1. Snunder. Despite the name, snunder is not a type of thunder but rather a type of rain. It occurs in places that have been subject to some act of public high drama or tragedy and can most easily be distinguished from normal rain by its slightly thicker, stickier texture and its salty taste. It is derived from the spectral mucous of sobbing ghosts. Ghosts are often particularly sentimental, and those ghosts that have no limitations on their travel in space often gather at sites that mean something to them. Note: this is not the gentle drizzle derived from the decorous crying of melancholy phantoms, which can hardly be distinguished from sea-spray. Snunder only occurs in places where sad ghosts are really going for it. Since some ghosts can also travel in time, the unexpected arrival of snunder can also mean that some public tragedy is about to occur; for example, it is rumoured that Princess Diana’s 1997 death in Paris was presaged by a particularly sticky snunder rain.
2. Avioplop. This is the theoretical rainfall that would occur if a sufficiently dense cloud of aircraft above a city all voided their toilet waste at the same time. Needless to say, a rain of avioplop is not a particularly welcome event. Some projections of future aviation demand which have not thought through their premises particularly well suggest that, by 2300, most major conurbations will be subject to avioplop. Little do they know that by 2300 27% of passengers, via a combination of genetic engineering and advanced physics, will have no bladders but instead void directly into a small one-way portal into deep space. Aircraft toilet demand will therefore be significantly reduced and only very flight-dense regions, such as the airspace above Beijing, will be at risk of it.

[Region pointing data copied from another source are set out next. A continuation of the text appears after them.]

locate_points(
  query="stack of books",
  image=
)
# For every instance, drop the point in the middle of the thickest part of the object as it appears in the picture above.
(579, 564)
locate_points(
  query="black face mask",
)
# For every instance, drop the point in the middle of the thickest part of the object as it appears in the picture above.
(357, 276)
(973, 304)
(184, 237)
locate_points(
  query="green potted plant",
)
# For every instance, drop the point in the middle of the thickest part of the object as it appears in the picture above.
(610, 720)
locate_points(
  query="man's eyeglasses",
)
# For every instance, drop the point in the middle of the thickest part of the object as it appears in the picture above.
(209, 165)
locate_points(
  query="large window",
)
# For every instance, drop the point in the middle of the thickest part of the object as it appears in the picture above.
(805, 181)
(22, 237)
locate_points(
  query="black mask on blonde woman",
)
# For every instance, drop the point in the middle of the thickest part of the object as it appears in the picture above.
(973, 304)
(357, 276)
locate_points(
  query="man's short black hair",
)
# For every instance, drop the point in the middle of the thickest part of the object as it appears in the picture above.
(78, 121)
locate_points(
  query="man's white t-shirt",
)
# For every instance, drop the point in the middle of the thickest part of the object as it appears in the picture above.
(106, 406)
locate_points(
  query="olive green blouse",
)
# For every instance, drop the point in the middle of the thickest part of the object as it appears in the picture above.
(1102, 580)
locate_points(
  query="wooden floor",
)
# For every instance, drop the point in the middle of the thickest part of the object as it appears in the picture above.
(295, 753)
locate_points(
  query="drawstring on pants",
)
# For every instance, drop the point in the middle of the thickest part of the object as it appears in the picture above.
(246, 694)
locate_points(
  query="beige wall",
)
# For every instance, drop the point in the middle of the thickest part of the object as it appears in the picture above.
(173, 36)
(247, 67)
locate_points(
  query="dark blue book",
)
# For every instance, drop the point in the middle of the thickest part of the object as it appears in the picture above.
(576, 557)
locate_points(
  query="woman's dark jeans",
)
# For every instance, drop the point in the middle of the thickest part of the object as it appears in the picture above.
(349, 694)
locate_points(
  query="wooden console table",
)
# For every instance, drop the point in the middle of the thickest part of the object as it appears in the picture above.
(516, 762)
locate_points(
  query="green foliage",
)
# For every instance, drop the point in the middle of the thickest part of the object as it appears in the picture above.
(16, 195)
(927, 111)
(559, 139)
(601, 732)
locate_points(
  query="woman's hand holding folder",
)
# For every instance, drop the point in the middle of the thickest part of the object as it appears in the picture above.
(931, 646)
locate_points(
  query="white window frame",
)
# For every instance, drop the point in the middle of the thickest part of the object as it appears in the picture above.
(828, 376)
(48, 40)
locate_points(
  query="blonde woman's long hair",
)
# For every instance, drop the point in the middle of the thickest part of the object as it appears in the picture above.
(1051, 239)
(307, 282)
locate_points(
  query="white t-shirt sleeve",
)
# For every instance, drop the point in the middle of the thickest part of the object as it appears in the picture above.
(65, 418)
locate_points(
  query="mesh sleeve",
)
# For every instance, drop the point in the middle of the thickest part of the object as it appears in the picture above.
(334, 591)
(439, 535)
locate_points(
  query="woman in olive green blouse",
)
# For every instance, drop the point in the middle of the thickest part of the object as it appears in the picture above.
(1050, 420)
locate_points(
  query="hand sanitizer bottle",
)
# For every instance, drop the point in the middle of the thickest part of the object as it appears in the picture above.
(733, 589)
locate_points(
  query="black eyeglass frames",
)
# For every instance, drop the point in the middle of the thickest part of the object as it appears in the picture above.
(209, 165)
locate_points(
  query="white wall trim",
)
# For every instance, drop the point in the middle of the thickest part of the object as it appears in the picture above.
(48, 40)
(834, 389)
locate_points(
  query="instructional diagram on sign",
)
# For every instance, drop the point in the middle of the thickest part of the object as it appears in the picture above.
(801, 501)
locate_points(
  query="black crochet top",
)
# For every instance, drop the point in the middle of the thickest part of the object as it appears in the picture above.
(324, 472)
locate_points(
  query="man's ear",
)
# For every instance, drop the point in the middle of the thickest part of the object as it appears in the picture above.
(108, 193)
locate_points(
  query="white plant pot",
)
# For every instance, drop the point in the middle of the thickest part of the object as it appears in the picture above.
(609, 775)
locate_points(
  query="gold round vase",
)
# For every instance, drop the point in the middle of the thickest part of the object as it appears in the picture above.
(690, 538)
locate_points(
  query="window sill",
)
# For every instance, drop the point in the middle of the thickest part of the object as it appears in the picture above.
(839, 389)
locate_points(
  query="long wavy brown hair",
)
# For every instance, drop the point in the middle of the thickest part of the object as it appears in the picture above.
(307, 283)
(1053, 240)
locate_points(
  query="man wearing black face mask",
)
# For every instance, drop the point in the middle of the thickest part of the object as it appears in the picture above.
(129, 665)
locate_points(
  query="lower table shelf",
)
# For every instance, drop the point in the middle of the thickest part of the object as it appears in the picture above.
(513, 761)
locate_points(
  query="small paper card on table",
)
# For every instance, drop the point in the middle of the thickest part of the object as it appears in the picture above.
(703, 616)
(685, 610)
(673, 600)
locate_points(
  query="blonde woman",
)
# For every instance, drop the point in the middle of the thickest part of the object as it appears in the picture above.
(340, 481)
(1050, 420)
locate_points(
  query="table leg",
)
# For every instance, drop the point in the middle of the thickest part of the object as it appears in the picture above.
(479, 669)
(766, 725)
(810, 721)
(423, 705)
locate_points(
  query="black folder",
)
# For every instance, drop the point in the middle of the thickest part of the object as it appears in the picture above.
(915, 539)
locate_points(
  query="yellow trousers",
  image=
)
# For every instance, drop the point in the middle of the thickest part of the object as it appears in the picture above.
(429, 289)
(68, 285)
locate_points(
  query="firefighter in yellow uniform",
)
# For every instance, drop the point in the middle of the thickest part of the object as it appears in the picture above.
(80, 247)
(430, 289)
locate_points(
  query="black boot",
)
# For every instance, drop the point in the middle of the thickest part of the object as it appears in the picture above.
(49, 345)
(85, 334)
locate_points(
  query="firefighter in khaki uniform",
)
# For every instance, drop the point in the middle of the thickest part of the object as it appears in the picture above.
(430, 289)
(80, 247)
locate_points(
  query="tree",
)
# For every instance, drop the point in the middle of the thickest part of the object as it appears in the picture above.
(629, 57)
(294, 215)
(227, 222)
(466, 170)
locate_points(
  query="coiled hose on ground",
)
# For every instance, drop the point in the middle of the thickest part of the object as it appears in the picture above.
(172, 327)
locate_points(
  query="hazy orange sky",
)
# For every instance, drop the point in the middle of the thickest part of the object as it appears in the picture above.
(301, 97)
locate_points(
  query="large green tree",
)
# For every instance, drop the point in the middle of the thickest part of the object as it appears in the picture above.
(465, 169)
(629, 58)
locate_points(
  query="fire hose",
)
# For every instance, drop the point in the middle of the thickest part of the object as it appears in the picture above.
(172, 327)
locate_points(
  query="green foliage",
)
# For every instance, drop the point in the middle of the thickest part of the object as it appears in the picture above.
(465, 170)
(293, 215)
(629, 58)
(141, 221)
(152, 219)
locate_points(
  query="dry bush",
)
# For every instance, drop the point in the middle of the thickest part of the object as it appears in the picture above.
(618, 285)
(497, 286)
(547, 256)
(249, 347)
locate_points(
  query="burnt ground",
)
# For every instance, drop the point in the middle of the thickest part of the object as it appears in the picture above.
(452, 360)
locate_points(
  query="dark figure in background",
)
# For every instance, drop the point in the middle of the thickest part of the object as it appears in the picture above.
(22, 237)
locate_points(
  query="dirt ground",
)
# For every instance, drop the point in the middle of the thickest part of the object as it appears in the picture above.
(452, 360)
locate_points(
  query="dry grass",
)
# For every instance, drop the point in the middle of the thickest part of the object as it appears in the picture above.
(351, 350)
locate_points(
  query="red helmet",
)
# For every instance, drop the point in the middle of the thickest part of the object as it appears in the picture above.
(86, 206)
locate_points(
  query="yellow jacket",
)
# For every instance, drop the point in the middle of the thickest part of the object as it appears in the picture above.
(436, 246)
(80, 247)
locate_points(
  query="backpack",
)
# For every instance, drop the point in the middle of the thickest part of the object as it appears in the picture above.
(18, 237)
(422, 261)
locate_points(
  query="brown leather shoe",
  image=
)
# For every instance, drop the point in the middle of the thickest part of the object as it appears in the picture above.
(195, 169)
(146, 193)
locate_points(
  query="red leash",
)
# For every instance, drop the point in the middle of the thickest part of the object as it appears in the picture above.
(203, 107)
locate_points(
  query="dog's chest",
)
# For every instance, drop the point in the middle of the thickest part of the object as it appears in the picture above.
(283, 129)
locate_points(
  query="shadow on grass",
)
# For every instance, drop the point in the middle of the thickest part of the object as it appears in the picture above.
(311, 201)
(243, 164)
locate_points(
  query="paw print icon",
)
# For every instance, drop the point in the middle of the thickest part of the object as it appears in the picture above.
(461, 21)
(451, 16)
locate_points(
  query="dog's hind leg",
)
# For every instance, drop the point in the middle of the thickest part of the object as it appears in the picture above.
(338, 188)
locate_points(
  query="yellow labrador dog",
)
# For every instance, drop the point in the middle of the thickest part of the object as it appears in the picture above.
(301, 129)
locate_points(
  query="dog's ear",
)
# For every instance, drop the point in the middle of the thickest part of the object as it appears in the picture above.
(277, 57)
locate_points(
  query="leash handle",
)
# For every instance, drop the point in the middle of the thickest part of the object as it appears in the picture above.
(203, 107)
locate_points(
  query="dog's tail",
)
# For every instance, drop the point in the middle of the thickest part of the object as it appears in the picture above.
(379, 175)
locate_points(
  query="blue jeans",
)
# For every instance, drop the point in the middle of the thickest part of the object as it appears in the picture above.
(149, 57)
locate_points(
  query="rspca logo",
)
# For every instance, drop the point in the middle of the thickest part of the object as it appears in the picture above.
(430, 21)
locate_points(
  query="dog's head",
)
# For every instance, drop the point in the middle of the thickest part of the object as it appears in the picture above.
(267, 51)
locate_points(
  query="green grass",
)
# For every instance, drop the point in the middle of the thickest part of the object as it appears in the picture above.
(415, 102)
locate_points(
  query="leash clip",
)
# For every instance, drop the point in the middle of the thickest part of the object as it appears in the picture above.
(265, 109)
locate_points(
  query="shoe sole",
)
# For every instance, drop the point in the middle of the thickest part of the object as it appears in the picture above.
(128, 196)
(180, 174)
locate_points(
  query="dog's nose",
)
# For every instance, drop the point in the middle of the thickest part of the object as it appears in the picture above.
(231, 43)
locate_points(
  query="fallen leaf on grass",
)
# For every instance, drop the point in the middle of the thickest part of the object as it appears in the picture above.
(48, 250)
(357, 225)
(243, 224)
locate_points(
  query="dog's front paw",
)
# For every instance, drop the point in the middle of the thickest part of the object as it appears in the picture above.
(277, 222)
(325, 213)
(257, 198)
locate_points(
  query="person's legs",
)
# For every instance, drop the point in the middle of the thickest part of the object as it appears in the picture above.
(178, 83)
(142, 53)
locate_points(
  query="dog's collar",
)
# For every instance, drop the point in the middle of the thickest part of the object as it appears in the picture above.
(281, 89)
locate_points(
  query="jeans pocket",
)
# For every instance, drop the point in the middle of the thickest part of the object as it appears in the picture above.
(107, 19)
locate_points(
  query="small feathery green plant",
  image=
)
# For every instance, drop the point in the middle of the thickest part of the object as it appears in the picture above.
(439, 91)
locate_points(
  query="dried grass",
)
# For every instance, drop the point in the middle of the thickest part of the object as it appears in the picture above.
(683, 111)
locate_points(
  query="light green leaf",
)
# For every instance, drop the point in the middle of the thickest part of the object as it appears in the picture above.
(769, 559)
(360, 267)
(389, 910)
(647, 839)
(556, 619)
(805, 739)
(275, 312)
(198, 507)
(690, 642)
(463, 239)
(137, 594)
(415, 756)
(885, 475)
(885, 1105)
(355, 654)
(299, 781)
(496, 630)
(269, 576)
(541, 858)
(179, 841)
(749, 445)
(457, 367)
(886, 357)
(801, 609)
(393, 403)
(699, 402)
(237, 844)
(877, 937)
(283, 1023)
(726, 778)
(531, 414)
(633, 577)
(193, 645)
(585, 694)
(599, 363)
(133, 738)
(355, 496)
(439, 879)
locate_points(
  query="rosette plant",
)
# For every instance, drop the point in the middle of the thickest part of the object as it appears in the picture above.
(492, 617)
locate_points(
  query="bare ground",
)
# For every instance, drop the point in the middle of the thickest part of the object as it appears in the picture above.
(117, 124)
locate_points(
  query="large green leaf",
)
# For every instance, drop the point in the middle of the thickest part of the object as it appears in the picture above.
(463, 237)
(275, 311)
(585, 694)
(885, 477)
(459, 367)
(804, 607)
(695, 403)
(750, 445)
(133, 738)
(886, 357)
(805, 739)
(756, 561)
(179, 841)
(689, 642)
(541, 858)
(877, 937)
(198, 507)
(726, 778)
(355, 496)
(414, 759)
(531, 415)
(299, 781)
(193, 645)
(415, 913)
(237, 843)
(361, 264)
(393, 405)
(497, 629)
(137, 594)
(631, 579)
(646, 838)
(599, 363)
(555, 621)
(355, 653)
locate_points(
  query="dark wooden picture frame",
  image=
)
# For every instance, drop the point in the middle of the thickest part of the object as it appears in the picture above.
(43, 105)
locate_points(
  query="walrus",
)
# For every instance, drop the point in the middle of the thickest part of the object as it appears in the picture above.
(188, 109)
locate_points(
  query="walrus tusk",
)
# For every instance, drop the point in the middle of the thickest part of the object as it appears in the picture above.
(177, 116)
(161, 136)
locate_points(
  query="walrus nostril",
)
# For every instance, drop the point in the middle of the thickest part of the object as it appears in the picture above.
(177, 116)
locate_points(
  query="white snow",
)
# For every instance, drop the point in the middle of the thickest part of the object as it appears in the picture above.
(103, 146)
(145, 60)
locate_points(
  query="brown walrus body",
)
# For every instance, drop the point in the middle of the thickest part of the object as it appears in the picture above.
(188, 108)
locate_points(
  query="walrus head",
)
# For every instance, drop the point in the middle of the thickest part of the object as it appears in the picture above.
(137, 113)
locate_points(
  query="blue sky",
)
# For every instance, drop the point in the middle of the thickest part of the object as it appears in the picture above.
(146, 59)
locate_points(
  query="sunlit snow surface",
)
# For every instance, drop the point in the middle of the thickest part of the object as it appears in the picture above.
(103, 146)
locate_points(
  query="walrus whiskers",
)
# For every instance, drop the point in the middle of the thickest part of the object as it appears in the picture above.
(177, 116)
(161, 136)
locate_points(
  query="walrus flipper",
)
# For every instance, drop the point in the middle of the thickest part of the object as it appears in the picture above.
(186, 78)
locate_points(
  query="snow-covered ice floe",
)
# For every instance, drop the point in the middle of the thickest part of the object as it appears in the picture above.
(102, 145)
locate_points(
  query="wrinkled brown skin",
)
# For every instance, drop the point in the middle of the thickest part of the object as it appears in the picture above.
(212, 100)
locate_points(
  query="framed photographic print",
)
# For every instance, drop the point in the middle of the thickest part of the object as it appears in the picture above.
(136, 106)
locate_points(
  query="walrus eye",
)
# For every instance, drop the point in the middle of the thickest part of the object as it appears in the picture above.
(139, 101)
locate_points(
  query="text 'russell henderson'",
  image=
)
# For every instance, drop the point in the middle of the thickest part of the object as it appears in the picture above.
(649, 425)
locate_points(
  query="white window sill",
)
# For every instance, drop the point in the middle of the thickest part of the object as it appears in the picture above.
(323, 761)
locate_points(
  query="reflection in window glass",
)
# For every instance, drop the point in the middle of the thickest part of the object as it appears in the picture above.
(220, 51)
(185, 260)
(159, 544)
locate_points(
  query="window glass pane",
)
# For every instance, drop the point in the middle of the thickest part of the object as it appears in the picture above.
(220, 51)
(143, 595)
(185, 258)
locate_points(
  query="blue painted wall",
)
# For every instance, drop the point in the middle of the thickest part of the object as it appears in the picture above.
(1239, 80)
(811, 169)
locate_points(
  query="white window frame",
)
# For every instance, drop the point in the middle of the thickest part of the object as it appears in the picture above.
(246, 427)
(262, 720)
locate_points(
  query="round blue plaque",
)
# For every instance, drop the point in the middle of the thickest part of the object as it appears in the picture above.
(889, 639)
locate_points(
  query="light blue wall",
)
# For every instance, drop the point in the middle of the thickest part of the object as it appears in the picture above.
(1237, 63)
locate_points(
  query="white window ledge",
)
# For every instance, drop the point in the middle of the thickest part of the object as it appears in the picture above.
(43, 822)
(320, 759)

3. Gin rain. There have in fact been three documented gin rains, as far as we can work out. The first, in rural Texas in 1873, led to a scandalous episode of widespread intoxication. The second and third gin rains occurred in Lusaka in 1950 and in Archangelsk in 2005; less information is available about them. Gin rains are not more widely reported because for some reason governments seem particularly interested in hushing them up. Why governments should be interested in what we assume are the failures of experimental methods of gin production is beyond us. Maybe we should expect the advent of weaponised gin at arms fairs at some point.